キウム証券によると、モバイルネットワーク全体に占めるアップリンク比率は約10%だが、ChatGPTでは29%、エージェンティックAIでは50%近くに達する。画像や動画をAIへ送信する頻度が高まっているためだ。
同証券は、遅延を抑えるため基地局側でAI処理を担うAI-RANが台頭するとみている。同時に、エッジデバイス側の処理比率も高まり、高価なGPUに加え、これまで補助的な役割にとどまっていたCPUやNPUの重要性が推論分野で高まると分析した。

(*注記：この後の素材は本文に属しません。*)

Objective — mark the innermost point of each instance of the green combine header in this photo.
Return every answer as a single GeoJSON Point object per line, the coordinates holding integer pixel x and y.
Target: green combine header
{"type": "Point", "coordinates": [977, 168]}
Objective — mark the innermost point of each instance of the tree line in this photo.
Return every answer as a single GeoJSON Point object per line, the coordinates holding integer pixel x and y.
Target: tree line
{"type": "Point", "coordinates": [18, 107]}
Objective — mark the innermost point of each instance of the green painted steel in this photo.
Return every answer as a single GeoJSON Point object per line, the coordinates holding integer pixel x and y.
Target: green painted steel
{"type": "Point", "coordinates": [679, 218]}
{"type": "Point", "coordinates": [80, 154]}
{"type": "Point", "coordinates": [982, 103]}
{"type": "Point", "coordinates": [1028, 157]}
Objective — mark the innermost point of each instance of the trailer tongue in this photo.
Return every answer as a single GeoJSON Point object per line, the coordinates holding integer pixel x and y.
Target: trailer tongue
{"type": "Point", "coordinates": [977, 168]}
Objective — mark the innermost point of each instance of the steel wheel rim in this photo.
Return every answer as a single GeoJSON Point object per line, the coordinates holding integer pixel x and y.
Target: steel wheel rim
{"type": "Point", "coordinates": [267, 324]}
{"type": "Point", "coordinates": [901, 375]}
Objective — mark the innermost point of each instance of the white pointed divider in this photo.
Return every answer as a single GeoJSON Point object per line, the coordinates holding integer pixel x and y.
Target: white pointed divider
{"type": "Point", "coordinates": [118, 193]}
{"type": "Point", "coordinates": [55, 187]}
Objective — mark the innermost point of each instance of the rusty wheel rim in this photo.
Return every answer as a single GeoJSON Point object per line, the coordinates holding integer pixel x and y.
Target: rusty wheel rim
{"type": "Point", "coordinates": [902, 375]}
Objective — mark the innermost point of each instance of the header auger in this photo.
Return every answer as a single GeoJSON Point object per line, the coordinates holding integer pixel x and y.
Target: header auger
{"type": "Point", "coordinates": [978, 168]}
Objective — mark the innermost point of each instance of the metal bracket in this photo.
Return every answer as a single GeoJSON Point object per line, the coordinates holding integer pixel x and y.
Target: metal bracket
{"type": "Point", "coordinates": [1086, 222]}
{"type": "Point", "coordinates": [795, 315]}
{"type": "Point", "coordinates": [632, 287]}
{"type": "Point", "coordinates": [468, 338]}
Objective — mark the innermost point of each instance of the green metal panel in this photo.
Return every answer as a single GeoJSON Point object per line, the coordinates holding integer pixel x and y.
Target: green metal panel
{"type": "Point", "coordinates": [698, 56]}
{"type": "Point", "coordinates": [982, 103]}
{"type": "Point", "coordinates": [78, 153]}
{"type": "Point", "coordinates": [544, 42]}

この流れの中心にあるのがARMだ。NVIDIAはARMベースの「Vera」CPUを、Amazon Web Services(AWS)はNeoverseコアベースの「Graviton5」を、Microsoftは「Cobalt200」をそれぞれ打ち出している。
今後は、ARMのデータセンター向けロイヤルティ収益が前年の2倍に増える見通しだ。エッジAIでは、NPUとCPUを統合した複合SoCが標準となり、自動車やロボットにも同じSoCアーキテクチャが広がる可能性がある。NVIDIAのJetsonプラットフォームもARMベースだ。
こうした流れの中で、Samsung ElectronicsがExynosで積み上げてきたNPU最適化のノウハウをPC向けSoCへ展開する動きは、スマートフォン、PC、ロボットをまたぐARMベースのラインアップ構築につながる可能性がある。AI PCを、リアルタイム推論時代の重要な消費者接点とみる見方もある。
Qualcommも、自動運転向け「Snapdragon Ride」やヒューマノイド向け「Dragonwing IQ10」などを展開しており、PCチップを巡る競争は、フィジカルAI時代の主導権争いの入り口になりつつある。
業界関係者は「交渉力の面でも、自社製品を持つことは重要だ」とした上で、「GaiaがExynosでの試行錯誤を繰り返さないためには、量産のタイミングとメモリ需給の局面がどうかみ合うかを見極める必要がある」と話した。